In controluce la vicenda del finanziere americano. Una truffa (oltre 50 mld di dollari) e un portafoglio clienti costruiti attraverso cinque decenni di lavoro sulla reputazione. Si può salvare il mezzo condannando il fine?

Più o meno 50 miliardi di dollari. Più o meno tre volte il crack Parmalat. A tanto ammonta il fallimento della Bernard Madoff Investment Securities detonato ai primi di dicembre del 2008. La più grande e longeva truffa mai realizzata da una sola persona, attraverso il noto “Ponzi scheme”. Una gigantesca catena di S. Antonio, che ha messo nel sacco investitori di lungo corso, star di Hollywood, un premio Nobel (Elie Wiesel) e tante istituzioni benefiche. Insomma la “crema” della finanza newyorkese (e quindi americana), compresi tanti appartenenti alla comunità ebraica.


L’entità del danno, la notorietà delle vittime e il processo (attualmente in corso) hanno spostato il punto d’osservazione verso il gossip e la cronaca giudiziaria. Nessuno quindi si è chiesto come abbia fatto Madoff a raggirare tanti navigati investitori per così tanto tempo. Infatti, secondo la ricostruzione effettuata dagli ispettori della Security Exchange Commission, la sequenza di versamenti e rimborsi risale senza interruzioni fino al 1970.


La prima risposta è la più maliziosa: Madoff potrebbe aver contato sulla complicità dei suoi principali clienti, oltre che su quella dei parenti che lavoravano con lui (i figli, il fratello e altri). Ma di questo, almeno per il momento, non esiste alcuna prova. In aula, pochi giorni fa, “Bernie” (così lo chiamavano gli amici) si è dichiarato unico colpevole.
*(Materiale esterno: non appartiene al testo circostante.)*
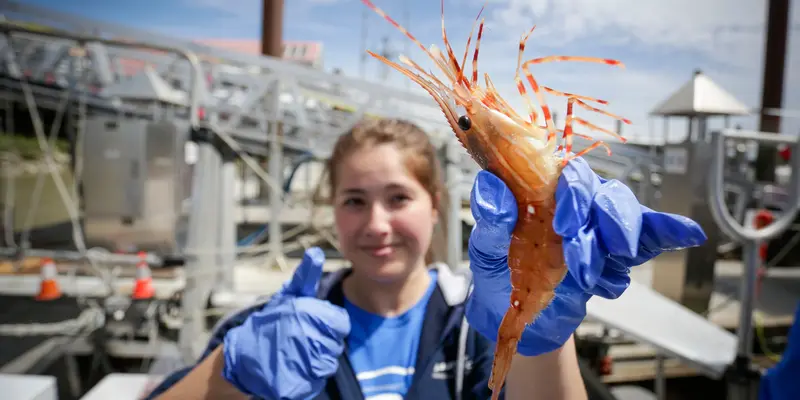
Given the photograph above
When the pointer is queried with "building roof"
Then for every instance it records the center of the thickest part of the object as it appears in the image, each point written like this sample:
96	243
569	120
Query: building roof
701	96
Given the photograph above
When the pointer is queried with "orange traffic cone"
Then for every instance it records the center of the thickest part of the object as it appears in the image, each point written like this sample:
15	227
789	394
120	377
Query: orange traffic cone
144	281
48	288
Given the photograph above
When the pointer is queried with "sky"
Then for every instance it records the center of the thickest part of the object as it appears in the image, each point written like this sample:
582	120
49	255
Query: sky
661	43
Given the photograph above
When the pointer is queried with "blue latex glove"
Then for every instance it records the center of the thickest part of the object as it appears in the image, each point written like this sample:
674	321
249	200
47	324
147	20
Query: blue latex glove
780	381
606	232
288	349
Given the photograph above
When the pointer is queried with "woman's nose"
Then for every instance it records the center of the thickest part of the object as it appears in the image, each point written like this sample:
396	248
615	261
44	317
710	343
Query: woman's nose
379	221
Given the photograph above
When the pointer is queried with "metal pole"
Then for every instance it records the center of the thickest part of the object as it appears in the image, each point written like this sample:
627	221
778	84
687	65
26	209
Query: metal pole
227	221
661	378
772	81
201	241
272	28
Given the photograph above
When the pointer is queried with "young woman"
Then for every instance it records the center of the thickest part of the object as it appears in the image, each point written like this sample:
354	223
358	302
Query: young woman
395	326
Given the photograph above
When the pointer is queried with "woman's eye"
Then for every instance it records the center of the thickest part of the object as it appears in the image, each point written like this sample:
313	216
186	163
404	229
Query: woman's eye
353	202
400	199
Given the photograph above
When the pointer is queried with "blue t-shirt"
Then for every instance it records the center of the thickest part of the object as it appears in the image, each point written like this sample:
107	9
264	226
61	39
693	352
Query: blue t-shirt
383	351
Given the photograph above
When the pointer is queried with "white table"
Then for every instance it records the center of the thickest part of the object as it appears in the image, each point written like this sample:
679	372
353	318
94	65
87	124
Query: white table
122	387
28	387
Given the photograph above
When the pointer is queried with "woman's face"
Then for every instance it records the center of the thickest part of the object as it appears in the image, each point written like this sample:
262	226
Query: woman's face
384	216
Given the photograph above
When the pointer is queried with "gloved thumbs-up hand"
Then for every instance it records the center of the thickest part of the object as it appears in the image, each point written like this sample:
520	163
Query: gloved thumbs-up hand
290	347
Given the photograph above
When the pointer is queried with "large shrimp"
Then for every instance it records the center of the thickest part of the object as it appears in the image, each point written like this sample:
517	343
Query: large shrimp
524	154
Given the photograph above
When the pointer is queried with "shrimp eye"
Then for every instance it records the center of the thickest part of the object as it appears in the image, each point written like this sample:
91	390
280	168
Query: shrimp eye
464	123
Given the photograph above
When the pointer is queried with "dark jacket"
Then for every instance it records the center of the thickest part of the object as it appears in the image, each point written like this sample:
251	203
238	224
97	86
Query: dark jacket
454	361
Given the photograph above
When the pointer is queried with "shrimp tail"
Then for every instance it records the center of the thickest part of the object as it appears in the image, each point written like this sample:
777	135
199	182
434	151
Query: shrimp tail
509	334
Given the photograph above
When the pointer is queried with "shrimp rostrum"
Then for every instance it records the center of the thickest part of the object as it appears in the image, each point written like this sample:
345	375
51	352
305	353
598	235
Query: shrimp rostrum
522	152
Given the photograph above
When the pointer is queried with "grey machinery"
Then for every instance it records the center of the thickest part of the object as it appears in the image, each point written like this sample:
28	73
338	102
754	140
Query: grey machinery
742	376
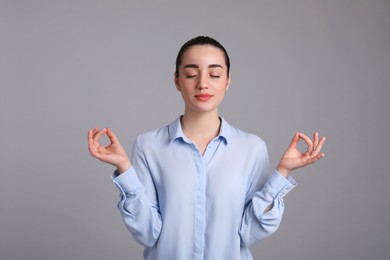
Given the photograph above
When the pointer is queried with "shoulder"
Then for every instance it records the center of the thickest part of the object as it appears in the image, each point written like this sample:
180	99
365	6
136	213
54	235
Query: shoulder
245	138
154	137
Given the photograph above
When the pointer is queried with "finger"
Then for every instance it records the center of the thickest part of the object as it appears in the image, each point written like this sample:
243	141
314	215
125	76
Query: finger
98	135
112	136
315	140
315	158
308	142
295	140
317	149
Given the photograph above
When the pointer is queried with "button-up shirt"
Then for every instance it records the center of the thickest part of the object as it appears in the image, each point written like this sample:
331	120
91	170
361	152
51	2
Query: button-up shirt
181	204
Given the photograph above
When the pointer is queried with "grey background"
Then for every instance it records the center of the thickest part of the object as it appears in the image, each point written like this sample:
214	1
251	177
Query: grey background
68	66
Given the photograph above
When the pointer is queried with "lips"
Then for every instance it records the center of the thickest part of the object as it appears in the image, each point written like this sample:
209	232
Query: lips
203	97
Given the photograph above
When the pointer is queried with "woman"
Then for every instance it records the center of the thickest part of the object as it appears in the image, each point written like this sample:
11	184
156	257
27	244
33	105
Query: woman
199	188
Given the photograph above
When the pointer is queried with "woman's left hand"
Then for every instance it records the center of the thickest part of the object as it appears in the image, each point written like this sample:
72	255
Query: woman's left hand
293	158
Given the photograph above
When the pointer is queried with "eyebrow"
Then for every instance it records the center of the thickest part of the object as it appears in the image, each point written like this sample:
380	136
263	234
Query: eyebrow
197	66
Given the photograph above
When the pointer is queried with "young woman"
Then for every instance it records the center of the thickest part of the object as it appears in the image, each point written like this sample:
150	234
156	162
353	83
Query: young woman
200	188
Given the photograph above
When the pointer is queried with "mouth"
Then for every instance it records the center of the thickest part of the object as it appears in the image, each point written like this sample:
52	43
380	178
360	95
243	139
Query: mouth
203	97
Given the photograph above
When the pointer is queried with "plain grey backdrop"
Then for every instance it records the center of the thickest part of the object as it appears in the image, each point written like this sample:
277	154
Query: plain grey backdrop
68	66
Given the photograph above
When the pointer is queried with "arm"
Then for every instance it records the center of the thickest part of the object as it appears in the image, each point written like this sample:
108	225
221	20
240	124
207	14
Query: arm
139	210
265	206
263	214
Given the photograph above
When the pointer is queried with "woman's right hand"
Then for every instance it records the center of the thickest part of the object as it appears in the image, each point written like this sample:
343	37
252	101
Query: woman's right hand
113	153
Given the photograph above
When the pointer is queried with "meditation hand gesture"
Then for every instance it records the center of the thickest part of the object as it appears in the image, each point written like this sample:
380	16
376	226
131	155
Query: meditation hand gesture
293	158
113	154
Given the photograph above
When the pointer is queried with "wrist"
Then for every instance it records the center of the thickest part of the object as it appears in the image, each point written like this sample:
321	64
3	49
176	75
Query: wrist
283	171
123	167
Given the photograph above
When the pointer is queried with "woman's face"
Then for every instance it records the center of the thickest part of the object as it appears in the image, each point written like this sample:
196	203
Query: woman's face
203	78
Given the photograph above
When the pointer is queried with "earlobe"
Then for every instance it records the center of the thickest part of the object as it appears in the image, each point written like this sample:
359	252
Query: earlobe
228	83
176	81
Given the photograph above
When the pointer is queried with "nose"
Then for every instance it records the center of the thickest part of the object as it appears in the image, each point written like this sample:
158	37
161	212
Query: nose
202	83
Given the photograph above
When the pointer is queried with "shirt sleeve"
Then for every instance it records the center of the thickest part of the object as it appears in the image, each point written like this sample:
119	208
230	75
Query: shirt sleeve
139	211
256	224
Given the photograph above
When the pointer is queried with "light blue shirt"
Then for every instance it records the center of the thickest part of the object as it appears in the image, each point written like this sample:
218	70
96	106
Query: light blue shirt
182	205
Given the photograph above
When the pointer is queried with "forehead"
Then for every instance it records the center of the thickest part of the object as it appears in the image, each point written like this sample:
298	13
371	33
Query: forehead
203	54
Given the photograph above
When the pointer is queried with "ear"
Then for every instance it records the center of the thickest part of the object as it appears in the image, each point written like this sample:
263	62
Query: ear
228	83
176	80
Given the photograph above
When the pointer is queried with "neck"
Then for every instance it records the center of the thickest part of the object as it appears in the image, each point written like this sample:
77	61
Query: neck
201	126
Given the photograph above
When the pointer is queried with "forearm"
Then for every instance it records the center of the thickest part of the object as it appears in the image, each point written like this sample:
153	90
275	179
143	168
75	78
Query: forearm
263	214
139	213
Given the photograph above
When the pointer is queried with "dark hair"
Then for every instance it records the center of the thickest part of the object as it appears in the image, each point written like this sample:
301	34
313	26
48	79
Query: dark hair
200	40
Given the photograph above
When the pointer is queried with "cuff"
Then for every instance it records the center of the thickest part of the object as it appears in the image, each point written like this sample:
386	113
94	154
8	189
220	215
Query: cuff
127	182
278	186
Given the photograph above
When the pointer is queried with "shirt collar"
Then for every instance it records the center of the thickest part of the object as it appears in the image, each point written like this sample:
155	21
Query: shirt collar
176	132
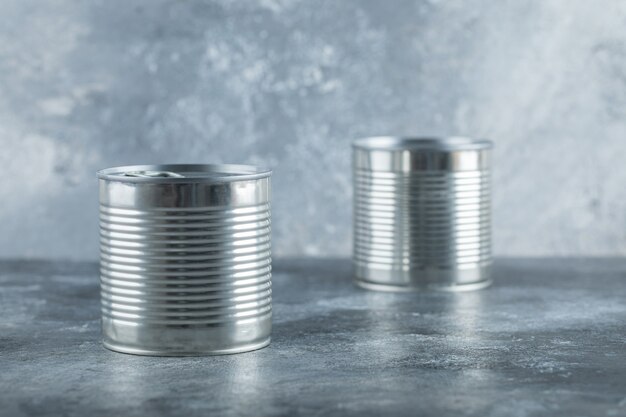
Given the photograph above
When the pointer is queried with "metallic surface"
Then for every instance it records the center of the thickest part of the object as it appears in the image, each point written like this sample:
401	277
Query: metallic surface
422	213
185	259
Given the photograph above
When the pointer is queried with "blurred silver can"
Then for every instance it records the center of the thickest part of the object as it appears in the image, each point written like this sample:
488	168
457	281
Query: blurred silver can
422	213
185	260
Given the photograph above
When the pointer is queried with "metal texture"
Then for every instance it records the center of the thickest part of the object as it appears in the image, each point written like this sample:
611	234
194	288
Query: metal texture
422	213
185	259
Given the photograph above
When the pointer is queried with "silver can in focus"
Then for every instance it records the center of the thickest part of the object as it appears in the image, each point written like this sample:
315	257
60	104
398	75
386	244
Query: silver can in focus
185	260
422	213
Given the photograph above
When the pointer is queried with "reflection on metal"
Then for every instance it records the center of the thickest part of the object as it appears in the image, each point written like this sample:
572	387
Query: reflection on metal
185	259
422	213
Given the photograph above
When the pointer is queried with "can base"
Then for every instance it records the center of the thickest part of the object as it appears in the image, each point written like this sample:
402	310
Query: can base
432	287
470	278
142	352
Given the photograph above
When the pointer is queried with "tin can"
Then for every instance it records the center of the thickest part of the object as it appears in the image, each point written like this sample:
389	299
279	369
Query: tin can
422	213
185	260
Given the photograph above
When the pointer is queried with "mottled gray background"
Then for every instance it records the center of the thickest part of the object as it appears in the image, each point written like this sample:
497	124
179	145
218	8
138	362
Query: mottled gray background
287	84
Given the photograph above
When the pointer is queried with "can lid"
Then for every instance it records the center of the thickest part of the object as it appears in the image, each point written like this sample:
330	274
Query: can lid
446	144
168	173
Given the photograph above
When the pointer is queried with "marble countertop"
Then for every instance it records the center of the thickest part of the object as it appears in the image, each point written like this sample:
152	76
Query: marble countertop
548	338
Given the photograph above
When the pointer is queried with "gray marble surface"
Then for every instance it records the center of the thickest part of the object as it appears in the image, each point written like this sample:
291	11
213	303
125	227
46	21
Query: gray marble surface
549	338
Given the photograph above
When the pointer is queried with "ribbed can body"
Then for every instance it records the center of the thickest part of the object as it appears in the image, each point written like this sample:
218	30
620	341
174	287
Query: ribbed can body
422	213
185	261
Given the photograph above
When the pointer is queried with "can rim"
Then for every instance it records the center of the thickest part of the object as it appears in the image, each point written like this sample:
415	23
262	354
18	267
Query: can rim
444	143
222	173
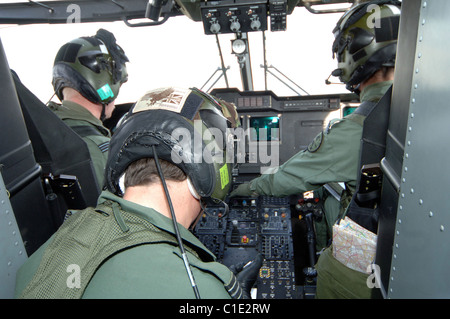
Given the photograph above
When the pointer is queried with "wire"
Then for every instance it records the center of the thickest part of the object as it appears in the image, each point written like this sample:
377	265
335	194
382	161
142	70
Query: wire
175	225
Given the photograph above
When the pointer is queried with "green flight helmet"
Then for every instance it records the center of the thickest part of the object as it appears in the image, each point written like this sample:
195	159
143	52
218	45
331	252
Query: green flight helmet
187	128
94	66
365	40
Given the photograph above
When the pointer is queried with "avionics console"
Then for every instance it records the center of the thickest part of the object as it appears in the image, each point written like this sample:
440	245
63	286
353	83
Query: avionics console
254	225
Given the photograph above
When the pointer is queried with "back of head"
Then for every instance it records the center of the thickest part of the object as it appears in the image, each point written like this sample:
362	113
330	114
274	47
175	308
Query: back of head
185	127
365	41
93	66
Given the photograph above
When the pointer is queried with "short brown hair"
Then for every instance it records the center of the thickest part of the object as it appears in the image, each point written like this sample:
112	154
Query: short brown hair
144	172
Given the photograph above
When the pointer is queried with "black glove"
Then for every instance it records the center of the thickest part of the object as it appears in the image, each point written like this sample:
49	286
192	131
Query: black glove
246	274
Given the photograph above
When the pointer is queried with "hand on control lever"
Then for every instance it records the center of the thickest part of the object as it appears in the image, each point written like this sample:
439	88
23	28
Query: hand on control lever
246	274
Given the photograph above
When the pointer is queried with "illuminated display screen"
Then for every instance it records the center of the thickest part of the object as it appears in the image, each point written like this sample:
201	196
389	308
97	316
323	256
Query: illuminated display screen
264	128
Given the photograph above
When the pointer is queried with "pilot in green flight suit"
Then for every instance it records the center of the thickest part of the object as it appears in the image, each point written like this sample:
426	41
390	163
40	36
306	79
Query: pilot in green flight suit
87	75
127	247
366	55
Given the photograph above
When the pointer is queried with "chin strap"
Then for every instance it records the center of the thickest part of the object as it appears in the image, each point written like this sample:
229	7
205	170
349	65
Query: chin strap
103	114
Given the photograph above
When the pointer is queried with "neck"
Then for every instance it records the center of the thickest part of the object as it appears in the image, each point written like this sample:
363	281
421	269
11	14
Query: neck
185	206
95	108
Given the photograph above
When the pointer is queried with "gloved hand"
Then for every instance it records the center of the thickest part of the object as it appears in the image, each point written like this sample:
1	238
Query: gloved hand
246	274
242	190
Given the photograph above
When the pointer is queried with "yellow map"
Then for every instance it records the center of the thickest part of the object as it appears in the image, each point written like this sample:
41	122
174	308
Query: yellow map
353	245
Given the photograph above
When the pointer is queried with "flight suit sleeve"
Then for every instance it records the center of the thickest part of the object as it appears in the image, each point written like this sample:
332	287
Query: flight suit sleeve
98	149
333	156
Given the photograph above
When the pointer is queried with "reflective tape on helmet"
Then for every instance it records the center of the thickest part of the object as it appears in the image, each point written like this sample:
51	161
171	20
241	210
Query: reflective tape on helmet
105	92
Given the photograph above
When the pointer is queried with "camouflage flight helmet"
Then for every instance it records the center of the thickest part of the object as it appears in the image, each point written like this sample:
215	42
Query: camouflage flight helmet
365	40
187	128
94	66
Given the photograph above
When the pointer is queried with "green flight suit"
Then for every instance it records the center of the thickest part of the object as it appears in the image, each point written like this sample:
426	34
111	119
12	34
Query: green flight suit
145	268
91	130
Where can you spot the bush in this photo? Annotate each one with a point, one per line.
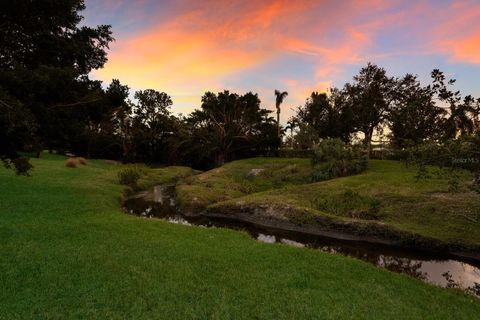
(129, 175)
(72, 162)
(332, 158)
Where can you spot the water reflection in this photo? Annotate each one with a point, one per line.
(443, 270)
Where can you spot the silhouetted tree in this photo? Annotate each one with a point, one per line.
(415, 118)
(151, 124)
(328, 115)
(461, 114)
(229, 125)
(371, 97)
(45, 58)
(279, 97)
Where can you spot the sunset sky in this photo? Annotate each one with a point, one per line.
(187, 47)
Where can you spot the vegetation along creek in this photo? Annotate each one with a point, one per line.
(443, 269)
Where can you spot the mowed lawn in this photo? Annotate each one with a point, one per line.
(68, 251)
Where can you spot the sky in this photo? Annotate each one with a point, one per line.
(188, 47)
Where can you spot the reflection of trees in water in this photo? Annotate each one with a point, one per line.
(450, 282)
(403, 265)
(475, 289)
(394, 264)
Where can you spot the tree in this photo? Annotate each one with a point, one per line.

La seconda risposta è invece ricca di riscontri. Madoff ha fabbricato il suo mito lavorando sulla propria reputazione, fin dal primo dopoguerra. Da quando, negli anni ’50 faceva il bagnino a Long Island (all’epoca la residenza e la spiaggia più esclusiva di New York) e nei ritagli di tempo caricava le bibite nei distributori automatici. Lì, da ebreo, entra in contatto con i più facoltosi rappresentanti della comunità israelita e con il mondo della finanza. Quando nel 1960 lascia il lavoro e decide di far fruttare i risparmi (cinquemila dollari) ha già i suoi buoni consiglieri. Tanto che investe nella società che ha poi contribuito alla nascita del Nasdaq, di cui egli stesso è stato presidente.


Jerry Reisman è un avvocato del New Jersey, ha conosciuto Madoff socialmente e oggi rappresenta 10 investitori che nel crack hanno perso 150 milioni di dollari. Al quotidiano inglese “Telegraph” ha detto: “Frequentava i circoli più esclusivi di New York. Dove esibiva un fascino totale. Era un maestro nel relazionarsi con le persone e alimentare l’aura che lo circondava. La gente lo vedeva come un supereroe e non si preoccupava minimamente di quello che in realtà facesse. Erano tutti travolti dall’avidità”.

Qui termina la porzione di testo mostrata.